I have a csv file that I need to change some values in based on 2 other values. Normally i would use if statements but as we all know pandas is not that easy to do that with.
but how can I now change Cat_Tier_2
to wireless or corded etc based on the word wireless or corded in the description for that line only?
Name x brand mouse
Description I am a wireless mouse
Cat_Tier_1 Peripherals
Cat_Tier_2 Mouse
So I can change Cat_Tier_1
to mouse by
df["Cat_Tier_1"] = df["Cat_Tier_1"].str.replace("Peripherals", "Mouse")
using pandas I cant use the good old if
statements e.g
if "wireless" in df["Description"]:
df["Cat_Tier_2"].str.replace("Mouse", "Wireless")

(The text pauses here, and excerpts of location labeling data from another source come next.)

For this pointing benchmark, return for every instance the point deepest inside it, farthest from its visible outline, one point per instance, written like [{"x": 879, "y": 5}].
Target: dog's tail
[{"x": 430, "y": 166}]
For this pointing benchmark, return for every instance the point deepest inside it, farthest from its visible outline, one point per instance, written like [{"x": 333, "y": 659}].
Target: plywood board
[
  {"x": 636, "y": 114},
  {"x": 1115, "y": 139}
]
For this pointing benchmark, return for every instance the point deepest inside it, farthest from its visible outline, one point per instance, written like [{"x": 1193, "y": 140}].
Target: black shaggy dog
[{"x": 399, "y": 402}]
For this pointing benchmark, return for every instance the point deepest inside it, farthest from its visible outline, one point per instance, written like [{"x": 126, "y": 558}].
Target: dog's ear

elif "corded" in df["Description"]:
df["Cat_Tier_2"].str.replace("Mouse", "Corded")
else:
pass
CodePudding user response:
This will do what your question asks:
df.loc[df.Description.str.contains('wireless'), 'Cat_Tier_2'] = 'wireless'
df.loc[df.Description.str.contains('corded'), 'Cat_Tier_2'] = 'corded'
Input:
Name Description Cat_Tier_1 Cat_Tier_2
0 x brand mouse I am a wireless mouse Peripherals Mouse
Output:
Name Description Cat_Tier_1 Cat_Tier_2
0 x brand mouse I am a wireless mouse Peripherals wireless
CodePudding user response:
Use Series.str.contains
for filter only matched rows by condition in DataFrame.loc
if need replace substring:
m1 = df["Description"].str.contains('wireless')
m2 = df["Description"].str.contains('corded')
df.loc[m1, "Cat_Tier_2"] = df.loc[m1, "Cat_Tier_2"].str.replace("Mouse", "Wireless")
df.loc[m2, "Cat_Tier_2"] = df.loc[m2, "Cat_Tier_2"].str.replace("Mouse", "Corded")
CodePudding user response:
There are multiple ways you can deal with that.
If you still want to use your if-else or maybe in the future you want to build complex logic to apply to columns one of the ways is pandas apply
where you can pass columns and functions you want to apply, for example:
def func(value):
new_val = None
if "wireless" in value:
new_val = value.replace("Mouse", "Wireless")
elif "corded" in value:
new_val = value.replace("Mouse", "Corded")
else:
new_val = value
return new_val
df['Cat_Tier_2'] = df['Description'].apply(func)
but you need this if you have very complex logic. This problem can be fixed with a more simple approach with loc
like jezrael supposed.